Wie schon im Wahlkampf denkt die Parteiführung noch immer, Trump kontrollieren und für ihre Zwecke einsetzen zu können. Und inzwischen ist sie auch selbst zu tief in die Trump-Regierung verstrickt. Dass es nicht einmal genügen republikanische Stimmen für eine Zeugenanhörung im Amtsenthebungsverfahren gab, zeigte auch, wie zahnlos die parlamentarische Kontrolle des Präsidenten sein kann. Die letzte große Kontrolle hat am Ende nur der Wähler, der ihn ultimativ zügeln könnte: durch Abwahl.

Was, wenn Trump eine Niederlage nicht akzeptiert? Davor warnen inzwischen nicht nur seine linken Gegner, sondern etwa auch die seriöse „Washington Post”. Die These: Fox News würde ihn als Propagandasender stützen, der konservative Oberste Gerichtshof ebenfalls – und die bewaffneten Trump-Fans, die jüngst schon wegen der Corona-Lockdowns in einigen Bundesstaaten die Parlamente stürmten und Politiker bedrohten. Sehen Sie die Gefahr, dass Trump einfach nicht abdankt?

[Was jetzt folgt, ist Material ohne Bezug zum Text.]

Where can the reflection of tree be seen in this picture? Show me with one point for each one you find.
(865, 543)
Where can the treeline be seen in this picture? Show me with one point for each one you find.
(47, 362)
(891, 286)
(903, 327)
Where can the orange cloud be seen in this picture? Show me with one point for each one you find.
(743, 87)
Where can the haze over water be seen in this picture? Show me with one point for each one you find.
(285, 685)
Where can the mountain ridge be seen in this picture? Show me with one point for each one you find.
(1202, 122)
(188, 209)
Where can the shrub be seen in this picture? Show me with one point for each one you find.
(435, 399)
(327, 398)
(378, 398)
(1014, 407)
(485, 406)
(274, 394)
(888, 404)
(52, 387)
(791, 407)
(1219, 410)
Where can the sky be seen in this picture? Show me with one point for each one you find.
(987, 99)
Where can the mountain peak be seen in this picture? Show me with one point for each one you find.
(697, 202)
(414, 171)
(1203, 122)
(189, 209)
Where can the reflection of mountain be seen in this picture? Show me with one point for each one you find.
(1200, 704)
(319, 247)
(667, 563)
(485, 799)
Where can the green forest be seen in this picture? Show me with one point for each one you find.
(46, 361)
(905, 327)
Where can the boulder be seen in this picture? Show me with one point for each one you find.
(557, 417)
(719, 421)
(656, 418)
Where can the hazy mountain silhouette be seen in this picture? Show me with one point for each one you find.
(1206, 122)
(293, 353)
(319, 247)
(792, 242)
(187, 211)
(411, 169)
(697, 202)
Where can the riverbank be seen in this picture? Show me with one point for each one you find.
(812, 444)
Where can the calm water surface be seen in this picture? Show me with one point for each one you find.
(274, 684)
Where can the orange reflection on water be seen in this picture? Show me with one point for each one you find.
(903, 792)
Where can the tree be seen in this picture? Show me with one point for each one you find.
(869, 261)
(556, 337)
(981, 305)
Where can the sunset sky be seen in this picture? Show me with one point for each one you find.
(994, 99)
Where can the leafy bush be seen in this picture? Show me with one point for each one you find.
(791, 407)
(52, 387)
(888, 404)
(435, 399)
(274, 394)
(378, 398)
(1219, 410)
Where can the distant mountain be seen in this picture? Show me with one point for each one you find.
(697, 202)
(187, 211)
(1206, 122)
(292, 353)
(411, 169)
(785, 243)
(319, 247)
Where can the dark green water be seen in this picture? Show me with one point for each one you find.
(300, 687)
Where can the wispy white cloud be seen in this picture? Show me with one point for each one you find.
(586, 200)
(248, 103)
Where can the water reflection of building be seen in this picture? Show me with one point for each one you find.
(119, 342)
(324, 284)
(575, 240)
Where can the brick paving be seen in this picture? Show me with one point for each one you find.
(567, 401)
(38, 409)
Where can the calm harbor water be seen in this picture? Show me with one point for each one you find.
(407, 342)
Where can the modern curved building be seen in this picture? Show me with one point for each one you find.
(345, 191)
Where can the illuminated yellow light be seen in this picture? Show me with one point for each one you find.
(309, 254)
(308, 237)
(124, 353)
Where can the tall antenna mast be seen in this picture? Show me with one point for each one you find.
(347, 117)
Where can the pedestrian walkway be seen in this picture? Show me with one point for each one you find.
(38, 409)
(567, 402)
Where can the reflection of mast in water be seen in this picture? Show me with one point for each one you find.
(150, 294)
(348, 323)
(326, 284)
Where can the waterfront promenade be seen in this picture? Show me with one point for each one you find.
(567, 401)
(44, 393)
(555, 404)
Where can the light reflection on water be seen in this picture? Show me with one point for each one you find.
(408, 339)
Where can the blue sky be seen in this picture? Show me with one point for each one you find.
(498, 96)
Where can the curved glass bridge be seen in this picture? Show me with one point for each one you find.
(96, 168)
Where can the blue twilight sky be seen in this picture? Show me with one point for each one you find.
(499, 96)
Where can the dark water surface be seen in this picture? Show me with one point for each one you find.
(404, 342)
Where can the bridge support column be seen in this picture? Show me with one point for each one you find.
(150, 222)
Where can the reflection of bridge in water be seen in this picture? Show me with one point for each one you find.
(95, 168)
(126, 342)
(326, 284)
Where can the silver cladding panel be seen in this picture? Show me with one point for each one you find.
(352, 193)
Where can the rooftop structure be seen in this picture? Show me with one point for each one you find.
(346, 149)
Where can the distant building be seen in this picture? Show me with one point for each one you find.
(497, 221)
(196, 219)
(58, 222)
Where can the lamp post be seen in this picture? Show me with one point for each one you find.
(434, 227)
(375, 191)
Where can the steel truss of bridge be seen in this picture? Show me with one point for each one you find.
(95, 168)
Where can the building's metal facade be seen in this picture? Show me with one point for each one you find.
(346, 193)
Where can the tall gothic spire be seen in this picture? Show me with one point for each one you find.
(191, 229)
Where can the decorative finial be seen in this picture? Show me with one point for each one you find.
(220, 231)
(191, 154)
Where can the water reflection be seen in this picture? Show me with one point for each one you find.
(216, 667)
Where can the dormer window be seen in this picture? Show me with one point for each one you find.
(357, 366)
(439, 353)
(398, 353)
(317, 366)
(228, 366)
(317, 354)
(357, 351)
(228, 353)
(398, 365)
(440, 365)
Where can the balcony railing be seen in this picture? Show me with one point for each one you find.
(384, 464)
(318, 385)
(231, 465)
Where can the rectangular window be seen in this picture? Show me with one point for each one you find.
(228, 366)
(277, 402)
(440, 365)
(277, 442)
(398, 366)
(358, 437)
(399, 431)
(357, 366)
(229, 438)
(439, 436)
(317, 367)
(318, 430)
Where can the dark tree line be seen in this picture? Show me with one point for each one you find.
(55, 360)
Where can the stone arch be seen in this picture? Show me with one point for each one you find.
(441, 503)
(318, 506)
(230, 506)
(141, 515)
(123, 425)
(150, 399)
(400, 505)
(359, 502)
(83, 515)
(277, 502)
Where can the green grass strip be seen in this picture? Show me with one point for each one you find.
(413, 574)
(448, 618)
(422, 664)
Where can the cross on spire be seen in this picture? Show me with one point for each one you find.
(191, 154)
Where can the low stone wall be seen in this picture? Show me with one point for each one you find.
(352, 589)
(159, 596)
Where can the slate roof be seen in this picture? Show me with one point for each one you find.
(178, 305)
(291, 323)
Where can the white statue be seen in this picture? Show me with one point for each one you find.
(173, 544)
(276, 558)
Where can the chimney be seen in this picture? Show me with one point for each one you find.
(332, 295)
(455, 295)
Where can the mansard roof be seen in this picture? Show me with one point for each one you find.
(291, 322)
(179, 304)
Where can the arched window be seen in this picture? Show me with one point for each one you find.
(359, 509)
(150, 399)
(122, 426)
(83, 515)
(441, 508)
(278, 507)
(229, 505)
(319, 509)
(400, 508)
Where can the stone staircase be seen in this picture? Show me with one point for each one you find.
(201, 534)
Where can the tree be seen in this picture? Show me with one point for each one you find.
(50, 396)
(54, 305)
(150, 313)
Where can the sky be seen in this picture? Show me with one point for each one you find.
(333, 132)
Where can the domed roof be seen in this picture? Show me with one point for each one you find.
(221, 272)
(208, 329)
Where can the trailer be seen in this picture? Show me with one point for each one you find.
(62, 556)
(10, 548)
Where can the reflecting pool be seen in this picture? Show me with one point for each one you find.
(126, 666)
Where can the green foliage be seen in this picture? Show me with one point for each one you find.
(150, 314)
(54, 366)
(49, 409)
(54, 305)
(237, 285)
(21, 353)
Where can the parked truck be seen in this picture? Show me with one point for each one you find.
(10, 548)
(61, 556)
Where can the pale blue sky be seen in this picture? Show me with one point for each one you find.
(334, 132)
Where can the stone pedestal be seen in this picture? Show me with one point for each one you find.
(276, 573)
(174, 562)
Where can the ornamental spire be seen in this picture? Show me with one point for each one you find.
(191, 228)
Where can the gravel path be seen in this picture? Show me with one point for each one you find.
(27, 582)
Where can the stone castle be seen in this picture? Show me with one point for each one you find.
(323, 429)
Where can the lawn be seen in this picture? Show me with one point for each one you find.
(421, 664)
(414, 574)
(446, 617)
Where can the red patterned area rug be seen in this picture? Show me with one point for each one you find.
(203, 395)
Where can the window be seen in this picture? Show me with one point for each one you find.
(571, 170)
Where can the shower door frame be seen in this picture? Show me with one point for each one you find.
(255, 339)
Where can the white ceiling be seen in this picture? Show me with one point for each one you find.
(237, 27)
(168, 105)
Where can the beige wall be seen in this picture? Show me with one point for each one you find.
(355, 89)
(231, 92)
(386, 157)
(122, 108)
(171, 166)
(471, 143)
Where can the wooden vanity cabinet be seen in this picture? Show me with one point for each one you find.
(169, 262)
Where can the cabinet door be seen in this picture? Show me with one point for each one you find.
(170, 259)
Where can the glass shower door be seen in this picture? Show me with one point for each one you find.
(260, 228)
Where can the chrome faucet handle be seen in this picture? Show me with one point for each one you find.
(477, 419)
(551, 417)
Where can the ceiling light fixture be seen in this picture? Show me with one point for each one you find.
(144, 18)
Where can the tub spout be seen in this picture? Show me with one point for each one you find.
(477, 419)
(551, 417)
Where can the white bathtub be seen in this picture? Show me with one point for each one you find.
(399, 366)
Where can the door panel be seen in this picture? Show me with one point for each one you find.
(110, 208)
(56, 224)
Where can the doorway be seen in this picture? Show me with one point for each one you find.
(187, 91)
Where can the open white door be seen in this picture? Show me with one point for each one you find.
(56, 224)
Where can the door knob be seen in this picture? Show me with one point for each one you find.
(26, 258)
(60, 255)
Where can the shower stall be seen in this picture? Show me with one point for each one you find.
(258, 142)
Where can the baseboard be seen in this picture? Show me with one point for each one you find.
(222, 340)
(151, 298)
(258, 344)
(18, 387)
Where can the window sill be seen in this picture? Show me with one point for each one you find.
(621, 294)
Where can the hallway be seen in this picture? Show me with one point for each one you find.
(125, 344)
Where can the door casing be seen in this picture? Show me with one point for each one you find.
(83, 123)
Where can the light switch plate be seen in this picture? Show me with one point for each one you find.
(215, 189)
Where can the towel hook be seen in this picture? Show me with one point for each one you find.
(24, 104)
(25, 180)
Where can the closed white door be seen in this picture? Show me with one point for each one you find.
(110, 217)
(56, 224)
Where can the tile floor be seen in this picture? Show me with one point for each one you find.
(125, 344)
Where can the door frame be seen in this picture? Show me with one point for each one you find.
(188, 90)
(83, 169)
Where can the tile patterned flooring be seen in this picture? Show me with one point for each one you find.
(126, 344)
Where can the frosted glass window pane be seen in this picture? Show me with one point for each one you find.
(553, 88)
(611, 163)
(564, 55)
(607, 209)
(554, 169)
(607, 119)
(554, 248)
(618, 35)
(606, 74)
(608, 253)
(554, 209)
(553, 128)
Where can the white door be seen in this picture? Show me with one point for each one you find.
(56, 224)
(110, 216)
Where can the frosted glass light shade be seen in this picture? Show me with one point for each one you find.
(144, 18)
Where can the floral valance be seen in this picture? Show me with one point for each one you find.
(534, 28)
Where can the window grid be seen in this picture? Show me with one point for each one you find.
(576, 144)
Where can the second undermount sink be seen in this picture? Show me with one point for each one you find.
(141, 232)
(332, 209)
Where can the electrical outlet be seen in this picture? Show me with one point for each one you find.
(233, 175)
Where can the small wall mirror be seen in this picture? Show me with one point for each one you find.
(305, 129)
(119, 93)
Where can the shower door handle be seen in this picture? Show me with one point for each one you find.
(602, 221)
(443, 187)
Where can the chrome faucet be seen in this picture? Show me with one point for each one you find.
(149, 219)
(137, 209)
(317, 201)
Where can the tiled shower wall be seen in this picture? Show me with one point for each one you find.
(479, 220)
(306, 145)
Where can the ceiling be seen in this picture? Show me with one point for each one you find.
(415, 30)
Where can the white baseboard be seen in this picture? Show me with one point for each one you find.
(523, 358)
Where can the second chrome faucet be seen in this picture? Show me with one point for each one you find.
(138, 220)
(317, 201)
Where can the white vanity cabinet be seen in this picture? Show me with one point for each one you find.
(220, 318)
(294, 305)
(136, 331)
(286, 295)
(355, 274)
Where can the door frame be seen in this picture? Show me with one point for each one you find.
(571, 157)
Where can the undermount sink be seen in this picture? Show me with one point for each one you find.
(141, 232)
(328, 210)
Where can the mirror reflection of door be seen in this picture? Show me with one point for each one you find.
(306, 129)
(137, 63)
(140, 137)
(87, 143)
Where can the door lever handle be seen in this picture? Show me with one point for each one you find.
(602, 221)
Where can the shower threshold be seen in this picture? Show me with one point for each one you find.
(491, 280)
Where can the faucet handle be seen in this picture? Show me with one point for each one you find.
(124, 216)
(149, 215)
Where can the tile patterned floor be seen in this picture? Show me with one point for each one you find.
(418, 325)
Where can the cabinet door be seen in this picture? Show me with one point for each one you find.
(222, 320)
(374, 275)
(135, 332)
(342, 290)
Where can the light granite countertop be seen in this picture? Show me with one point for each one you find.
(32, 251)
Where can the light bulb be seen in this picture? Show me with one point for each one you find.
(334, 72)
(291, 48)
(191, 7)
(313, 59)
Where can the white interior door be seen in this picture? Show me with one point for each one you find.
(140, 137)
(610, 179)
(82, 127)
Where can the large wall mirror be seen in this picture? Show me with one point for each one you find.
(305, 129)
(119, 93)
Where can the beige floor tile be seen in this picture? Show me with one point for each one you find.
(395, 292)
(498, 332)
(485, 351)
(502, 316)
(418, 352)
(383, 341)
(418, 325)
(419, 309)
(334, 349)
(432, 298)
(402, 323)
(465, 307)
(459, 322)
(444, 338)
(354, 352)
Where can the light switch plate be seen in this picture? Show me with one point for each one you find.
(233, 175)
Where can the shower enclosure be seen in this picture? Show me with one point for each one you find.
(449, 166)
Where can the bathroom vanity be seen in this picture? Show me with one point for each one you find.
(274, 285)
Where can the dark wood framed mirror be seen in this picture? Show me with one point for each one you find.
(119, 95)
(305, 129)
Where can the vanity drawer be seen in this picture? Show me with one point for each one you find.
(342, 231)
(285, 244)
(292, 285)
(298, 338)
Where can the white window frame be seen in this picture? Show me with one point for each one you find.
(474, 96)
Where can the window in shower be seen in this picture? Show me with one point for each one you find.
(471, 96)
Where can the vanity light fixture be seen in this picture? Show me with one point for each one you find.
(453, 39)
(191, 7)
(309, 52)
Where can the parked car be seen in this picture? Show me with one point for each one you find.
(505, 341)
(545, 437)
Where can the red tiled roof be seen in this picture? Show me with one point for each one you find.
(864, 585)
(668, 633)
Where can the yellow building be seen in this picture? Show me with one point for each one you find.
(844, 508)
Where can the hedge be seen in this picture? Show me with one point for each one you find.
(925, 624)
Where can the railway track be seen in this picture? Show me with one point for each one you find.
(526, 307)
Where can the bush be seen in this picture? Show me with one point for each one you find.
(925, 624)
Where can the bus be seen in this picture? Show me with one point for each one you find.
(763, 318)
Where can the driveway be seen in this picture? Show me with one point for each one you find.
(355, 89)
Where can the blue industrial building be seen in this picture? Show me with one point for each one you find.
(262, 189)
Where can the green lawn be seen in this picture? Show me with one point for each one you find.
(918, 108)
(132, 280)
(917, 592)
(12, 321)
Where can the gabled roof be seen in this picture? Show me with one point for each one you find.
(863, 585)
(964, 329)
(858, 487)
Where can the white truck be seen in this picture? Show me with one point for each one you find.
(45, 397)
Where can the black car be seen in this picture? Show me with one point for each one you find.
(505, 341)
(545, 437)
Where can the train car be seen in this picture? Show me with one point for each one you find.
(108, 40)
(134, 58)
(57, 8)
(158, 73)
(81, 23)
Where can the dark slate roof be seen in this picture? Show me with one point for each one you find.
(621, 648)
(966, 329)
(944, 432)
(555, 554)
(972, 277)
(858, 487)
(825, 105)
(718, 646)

Nicht wirklich. Sicher, die Wahrscheinlichkeit ist bei ihm sicher größer als bei jedem Präsidenten der letzten 100 Jahre vor ihm. Schon im Wahlkampf gegen Hillary 2016 wollte er sich nicht darauf festlegen, dass er auch eine Niederlage anerkennen würde. Wahrscheinlich würde er Zweifel am Wahlergebnis anmelden und mit Fälschungsvorwürfen hantieren – er spricht ja schon jetzt ständig davon.

Klingt beunruhigend.

Trotzdem befürchte ich eher, dass es zu dezentralen, lokalen Übergriffen und Unruhen kommen kann, wenn Trump nicht eindeutig unterliegt. Dass diese bewaffneten Trump-Fans Ärger machen, wenn er von Wahlfälschung spricht. Wegen Corona könnte es einen hohen Anteil Briefwähler geben, sodass das Endergebnis in der Wahlnacht noch nicht feststeht, sodass zwischen November und der Amtseinführung im Januar eine unruhige Zeit auf uns zukommen könnte.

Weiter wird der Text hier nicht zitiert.